CS 533: Natural Language Processing (Spring 2023)

Instructor: Karl Stratos (karl.stratos@rutgers.edu)
Lectures: Tuesday 2-5pm at FBO-EHA
Textbook: None. The course will use self-contained slides/lecture notes and free online resources.
Canvas: All lectures, assignments, and projects will be managed on the course Canvas page.

Overview

This graduate-level course will cover technical foundations of modern natural language processing (NLP). The course will cast NLP as an application of machine learning, in particular deep learning, and focus on deriving general scientific and engineering principles that underlie state-of-the-art NLP systems today.

Goals.

Understanding the goals, capabilities, and principles of NLP
Acquiring mathematical tools to formalize NLP problems
Acquiring implementation skills to build practical NLP systems
Obtaining an ability to critically read and accurately evaluate conference papers in NLP

Prerequisites. No previous exposure to deep learning or NLP is assumed. However, the course will be most beneficial for students with some programming experience and familiarity with basic concepts in probability and statistics, calculus, and linear algebra. Examples of such concepts include

Random variables (continuous or discrete), expectation, mean/variance
Matrix and vector operations
Derivatives, partial derivatives, gradients
Programming (in Python): familiarity with data structures and algorithms

If you are an undergraduate, you must meet the requirements described in the CS Honors Program and submit a request form. I will not be approving requests or giving out special permission numbers until it is closer to the beginning of the semester. The prerequisites are as follows:

Required: M250 (linear algebra), 112 (data structures), 206 (discrete II)
Recommended: M251 (multivariable calculus), 533 (machine learning)
Alternatives to 206: M477 (probability), S379 (basic probability theory), or instructor's permission

Structure

Grading.

Entrance quiz: 5%
Assignments: 50%
Quizzes: 15%
Project: 30%

Entrance quiz. There will be an entrance quiz in the first class. It will help you assess if you have a suitable technical background.

Assignments. Assignments are the heart of this course. There will be around 4 assignments. Each assignment will have both written and programming components. For the written component, you are required to use LaTeX to write up your solutions. If you have never used LaTeX before, you can pick it up quickly (tutorial, style guide). For the programming component, you will implement and run your code online using the Jupyter Notebook on Google Colab. While this setup is slightly detached from the real-world setting (i.e., GitHub repositories), it allows everyone to get started right away in a uniform software environment.
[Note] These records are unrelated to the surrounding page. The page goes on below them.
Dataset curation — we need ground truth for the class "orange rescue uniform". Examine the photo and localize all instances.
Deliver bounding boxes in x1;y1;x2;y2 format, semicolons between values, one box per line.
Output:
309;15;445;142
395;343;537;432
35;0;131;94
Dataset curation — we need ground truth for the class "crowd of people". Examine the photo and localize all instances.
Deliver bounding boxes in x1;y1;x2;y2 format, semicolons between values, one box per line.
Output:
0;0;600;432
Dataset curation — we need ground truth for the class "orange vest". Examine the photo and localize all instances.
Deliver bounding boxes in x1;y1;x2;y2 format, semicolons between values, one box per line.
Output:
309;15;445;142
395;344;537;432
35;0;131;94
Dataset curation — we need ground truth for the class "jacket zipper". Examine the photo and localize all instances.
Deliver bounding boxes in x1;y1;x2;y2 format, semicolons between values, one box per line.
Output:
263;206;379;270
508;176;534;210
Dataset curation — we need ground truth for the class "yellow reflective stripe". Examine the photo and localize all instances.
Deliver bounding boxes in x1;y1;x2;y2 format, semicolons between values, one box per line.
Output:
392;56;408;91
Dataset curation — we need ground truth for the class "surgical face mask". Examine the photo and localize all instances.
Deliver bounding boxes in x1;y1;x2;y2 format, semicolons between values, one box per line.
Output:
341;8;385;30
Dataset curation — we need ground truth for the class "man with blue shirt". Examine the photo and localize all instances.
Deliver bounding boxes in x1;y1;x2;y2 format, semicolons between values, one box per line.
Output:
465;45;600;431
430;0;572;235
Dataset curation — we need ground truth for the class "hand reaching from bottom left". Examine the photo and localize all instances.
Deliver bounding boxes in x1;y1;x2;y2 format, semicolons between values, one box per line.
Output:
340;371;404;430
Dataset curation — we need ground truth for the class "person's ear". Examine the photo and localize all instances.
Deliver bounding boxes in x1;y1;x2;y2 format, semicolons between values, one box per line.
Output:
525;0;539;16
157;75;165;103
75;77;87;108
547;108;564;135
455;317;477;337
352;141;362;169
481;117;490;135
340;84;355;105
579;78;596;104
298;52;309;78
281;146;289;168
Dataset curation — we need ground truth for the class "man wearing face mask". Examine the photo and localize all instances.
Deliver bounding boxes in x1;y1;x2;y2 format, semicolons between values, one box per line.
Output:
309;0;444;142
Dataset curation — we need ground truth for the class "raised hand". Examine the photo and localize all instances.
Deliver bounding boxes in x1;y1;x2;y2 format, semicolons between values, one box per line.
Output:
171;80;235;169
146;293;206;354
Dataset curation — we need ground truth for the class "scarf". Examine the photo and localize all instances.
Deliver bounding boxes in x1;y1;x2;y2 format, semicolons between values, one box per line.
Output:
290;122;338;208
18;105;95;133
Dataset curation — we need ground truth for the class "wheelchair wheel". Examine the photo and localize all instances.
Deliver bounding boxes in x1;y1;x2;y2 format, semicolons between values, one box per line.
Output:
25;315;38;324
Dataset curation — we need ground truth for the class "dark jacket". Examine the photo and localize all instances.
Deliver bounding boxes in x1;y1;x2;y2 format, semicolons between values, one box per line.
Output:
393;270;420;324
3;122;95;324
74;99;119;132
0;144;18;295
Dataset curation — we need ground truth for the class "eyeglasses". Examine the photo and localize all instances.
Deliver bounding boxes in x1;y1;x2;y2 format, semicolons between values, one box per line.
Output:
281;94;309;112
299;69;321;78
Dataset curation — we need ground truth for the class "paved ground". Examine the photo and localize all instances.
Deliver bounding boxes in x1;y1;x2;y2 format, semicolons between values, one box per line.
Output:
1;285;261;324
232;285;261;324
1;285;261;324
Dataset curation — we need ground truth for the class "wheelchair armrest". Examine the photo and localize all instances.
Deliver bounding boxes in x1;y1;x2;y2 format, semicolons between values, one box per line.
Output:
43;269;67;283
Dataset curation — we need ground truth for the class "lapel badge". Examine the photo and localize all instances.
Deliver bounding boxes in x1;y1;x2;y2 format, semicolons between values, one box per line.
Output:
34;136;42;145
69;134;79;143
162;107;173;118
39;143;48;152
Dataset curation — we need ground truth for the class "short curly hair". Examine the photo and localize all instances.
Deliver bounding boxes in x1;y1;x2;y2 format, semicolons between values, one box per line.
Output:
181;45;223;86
Quizzes. There will be 3 quizzes throughout the semester each counting 5% of the grade.

Project. In the later part of the semester, you will work on a course project in conjunction with the usual coursework. The course will have provided basic knowledge to understand the current research landscape of the field. You will select a recent paper (from a list prepared by the instructor, or by special permission), replicate and possibly build on its results, present the work in class, and submit a final report. The project will be due at the end of the semester and graded as follows:

5-minute presentation (10% of the grade): You must strictly adhere to the paper-writing tips by Jennifer Widom and clearly explain (1) what the problem is, (2) why it is interesting and important, (3) why it is hard, (4) why previous approaches fail, and (5) the key components of the paper's/your approach and results.
4-page report (20% of the grade): The report will be written and evaluated like a conference paper.

Academic integrity policy.

Assignments: Collaboration is allowed and encouraged, as long as you (1) write your own solution entirely on your own, and (2) specify names of student(s) you collaborated with in your writeup. If you find a solution online, clearly acknowledge the source and still write your own solution entirely on your own. Copying solutions from others or from the internet is strictly prohibited.
Quizzes: Cheating is strictly prohibited.
Project: Collaboration up to 3 is allowed.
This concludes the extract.